The Snake Bight high lags by 1 hr and 15 minutes behind the published Flamingo tide prediction.

Hope this helps


----------



## ekimmicroskiff (May 10, 2012)

Thanks Shallow! Where can I find info like that? I always start by trying to find the nearest tide station, but am always a couple miles away with +/- tide lag.

Thank you!

Miller


----------



## paint it black (Nov 3, 2007)

It all depends what part of Snake Bight you are referring to, and the wind and time of year. 

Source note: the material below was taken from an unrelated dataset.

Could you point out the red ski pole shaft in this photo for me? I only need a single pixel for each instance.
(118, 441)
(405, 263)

Generally, this is what I base my tides for fishing Flamingo. The crown area of Snake Bight (the area between snake bight channel and tin can channel) is about an hour later than the flamingo tide report. If you take snake bight channel all the way to the end (Gibby's point area) it's closer to two hour's later. Jimmy's lake and east is around 3 hours later. The other bights I judge at about 4 hours, and it seems to be right. This isn't any info that anyone told me, nor I read on any info chart. This is knowledge I've gathered up of fishing there extensively for almost a decade. Generally speaking, a south wind will push more water into the bights, meaning the tides wont be so bad. The problem with that is that if the wind starts howling, it will be blowing you further up into the bight. A north wind will push water out of the bights, making the tides lower. A west wind (even the slightest) will put a ripple on the water. It can be blowing 15knts out of the North, East, or South, and it still be slick as glass in the bights, giving you good visibility. But a west wind at 5knts will put a ripple in the water making it much tougher. 

Hope that helped, if not, shoot me a PM and I can discuss a little more in depth.


----------



## ekimmicroskiff (May 10, 2012)

Thanks Eric! I appreciate it! I'll let you guys know how it goes.

-Miller


----------



## ecpp14 (Jun 3, 2015)

We fished out front Saturday afternoon and up in WWB on Sunday morning. It has been a few years since my last summer trip and I was shocked to see water temps of 94.5 degrees in Jimmy's Lake. We moved around a bunch and the coolest water that night was 88.5. We spotted fish and they looked active but it was tough to feed them on fly. 

We jumped some tiny tarpon and landed a nice snook on the inside on Sunday. Water temps in the bay ranged from 86-88 degrees in the morning.


----------



## ekimmicroskiff (May 10, 2012)

Shallow, yes the water/air was hot on Sat. We jumped a couple red fish. Ended up back down south and caught a couple of 40-50lb. Tarpon under the channel 2 bridge.


----------



## ekimmicroskiff (May 10, 2012)

Forgot to mention.... My "new" Garmin 740s went out on me as we were leaving the dock. After a 40 min call with Garmin tech support we ended up navigating using an iPhone app!


----------